The third event, "wild cow riding," was just that. A cinch (a wide band made up of several turnings of rope) is applied around the animal's middle, and with the left hand holding fast, and the right one swinging freely in the air at all times, you just stay that way for eight seconds. Five contestants. Sony wasn't able to stay on for eight seconds.

The fourth event was bare-back bronc riding, which made Sony's eyes shine. This was the one big shot at true circuit competition-style challenge, as there would be no brahma bulls.

Again, a cinch is applied to a wild bronc -- which, in the first instance, proved to be a 15-minute show of its own. This critter, Cantankerous by name, leapt up the side of the chute and out into the arena. Not once, but twice. Although Sony stayed on hard and fast, it was not for long enough. He hit the dirt, and therefore did not qualify in this event. By now my cowboy had thrown up twice and was looking and sounding more human.

In the stock area, while the broncs were being herded around in an attempt to get another one into the chute, one of the handlers got a serious kick in the head. Because of it, the remaining events were called off for the day. This wasn't exactly like the big time, but that was the point. Friends and lovers had been struggling with difficult stock, make-shift set-up conditions, under-staffed and over-worked. Everyone was tired and the day was getting on.

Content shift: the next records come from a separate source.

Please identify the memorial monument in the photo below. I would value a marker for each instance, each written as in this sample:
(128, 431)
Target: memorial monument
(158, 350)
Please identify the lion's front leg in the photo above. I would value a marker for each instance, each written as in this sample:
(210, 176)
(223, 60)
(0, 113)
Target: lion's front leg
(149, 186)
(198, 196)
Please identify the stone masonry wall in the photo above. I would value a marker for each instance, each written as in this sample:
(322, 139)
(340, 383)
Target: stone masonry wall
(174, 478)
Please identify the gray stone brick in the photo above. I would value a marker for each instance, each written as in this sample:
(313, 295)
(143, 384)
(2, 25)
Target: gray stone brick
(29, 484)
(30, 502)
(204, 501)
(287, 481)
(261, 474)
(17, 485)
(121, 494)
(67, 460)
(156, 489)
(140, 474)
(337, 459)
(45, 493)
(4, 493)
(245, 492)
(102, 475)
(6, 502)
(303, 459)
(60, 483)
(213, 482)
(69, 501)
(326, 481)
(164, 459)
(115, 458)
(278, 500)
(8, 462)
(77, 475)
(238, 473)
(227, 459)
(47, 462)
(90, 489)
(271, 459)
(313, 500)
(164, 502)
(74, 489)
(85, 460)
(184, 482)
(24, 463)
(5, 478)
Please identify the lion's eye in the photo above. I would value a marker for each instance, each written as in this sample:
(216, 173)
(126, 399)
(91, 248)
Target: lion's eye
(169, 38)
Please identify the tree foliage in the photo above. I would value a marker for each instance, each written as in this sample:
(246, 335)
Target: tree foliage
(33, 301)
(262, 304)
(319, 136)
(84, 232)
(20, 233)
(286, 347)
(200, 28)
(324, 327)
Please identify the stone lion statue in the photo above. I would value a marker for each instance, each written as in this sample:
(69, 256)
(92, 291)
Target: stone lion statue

SUNDAY -- THE LAST DAY: Today the rodeo is old-hat. There are about 500 fewer in attendance, but with the advance sales, it is still profitable. Once again the opening ceremonies begin, with the same dialogue and the same horses, but with different shirts on the riders. Four flags of visiting states reappear and race around the arena. Then the American flag. Hotdogs and beer cans keep time to the singing of the National Anthem. Same stock enters the pen and the same two dozen riders appear at the back. Today, however, the events include those postponed from yesterday because of the accident.

"Bare bronc riding" is the first event. The "Greased pig catching" follows. Sony had had to enter this event. He looked a little defiant without his vest or his favorite T-shirt on. The 30-pound oinker is out in the center of the arena getting a shampoo of Wesson Oil. (Lard would no doubt have been in bad taste.) The nine contestants -- drag, lesbian and guys -- stand in a line by the chute and the remaining Wesson Oil is slopped into their outstretched hands. Sony makes a fist and shoves his arm back and forth at the crowd. A few guys wave back. They run and they skid and they jump. Sony is one of the three with the pig at the end, but, as he says, "Not as well as Patches did." This girl was doing her best to win belt-buckles.

Sony is smiling now. He's up. He's having the fun that was hoped for and meant by this "rodeo." I ask him how the game was going. "The game? .... The game is going just great!" Smiles.

DEPARTURE: And so the day goes. Less watching of the events. More gathering around the men's-room door and the beer stands. Shirts off. Levi's bulging. Boots dusty. Last night the tennis courts were empty. Friendships had been made and promiscuity was no longer king. Phil Ragsdale had his third, and most successful, rodeo under his belt. Eight prize belt-buckles had been stolen. A contract has since been signed for next year -- August 4th and 5th, 1979. The River Inn had had two wedding receptions in the barn-dance room. Sony had won a second place buckle for today's bare-back bronc riding. I would be landing in Los Angeles in 45 minutes. Lake Tahoe, below the plane, was shimmering under another thunder-head. Sun was again setting. What a weekend. A "gay" rodeo in Reno, Nevada. My, my, how times do change.